Versos como “Ardo / y mi humo es una ofrenda / que vuela en esta canción”, “nos amamos dentro de la vieja herida” o “toda mi sed es una fuente en tu voz”, nos ubican ante una escritura romántica, casi becqueriana, que -en otros versos- evoca a la canción pirata de Espronceda y que, por su clara apelación a los sentidos, evocan versos de amor como los de Rubén Darío, e incluso me instó a buscar “Un relámpago a penas” de Blas de Otero. En sus canciones hay un surco lírico y, consecuentemente, en el verso encontramos una voz enraizada en el canto, en el ritmo y en la rima -a veces oculta en el interior de la estrofa-, donde tañe el martinete de la repetición para crear una base sobre la que el sentimiento y el sentido alzan su armonía coral. Sopeña se apoya en la iconografía, en el territorio común que comparte con el lector, en ese mundo de referencias culturales que usa como arquetipos con los que aligerar el discurso y que permiten cantar directamente las emociones, generando una escala temporal en el poema donde “el pasado es el deseo puesto en fuga” y “el futuro está en tu boca”. 

Al amor se canta en estas páginas, al éxtasis, pero también al desamor, al dolor de la pérdida. Algunos poemas elevan su herida a la luz de un sol cálido y candoroso, otros pasan página en el verso cruel confesando que la pasión cayó desarbolada bajo el vendaval del desencuentro.

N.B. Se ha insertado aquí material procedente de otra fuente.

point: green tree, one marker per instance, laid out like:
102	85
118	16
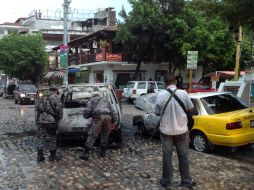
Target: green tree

Aunque, las más de las veces, la nave lírica ancla su proa plácidamente en la playa de otra piel, de otro sentir embravecido, o queda a la espera de su llegada con la nueva marea, sabedor de que su “único destino / es pulir un corazón / como una piedra con pálpito”.

“Es de noche y soy de barro”, el poeta es siempre un ser al desabrigo, en el camino, alguien que implora “dame un fuego”, “dame un ansia”, “dame una noche”. Pero la intemperie también enseña a contar historias, a seducir con el brillo de las ascuas nocturnas, a afinar la mirada que integra el tránsito propio con el paisaje e impele a confesarnos que “estoy vencido: / mi poesía es severa / y mi lengua es arquitecta / de mil aullidos de lobo”. 

 

Dame una noche. Gabriel Sopeña Genzor, Madrid, Bala perdida, 2025.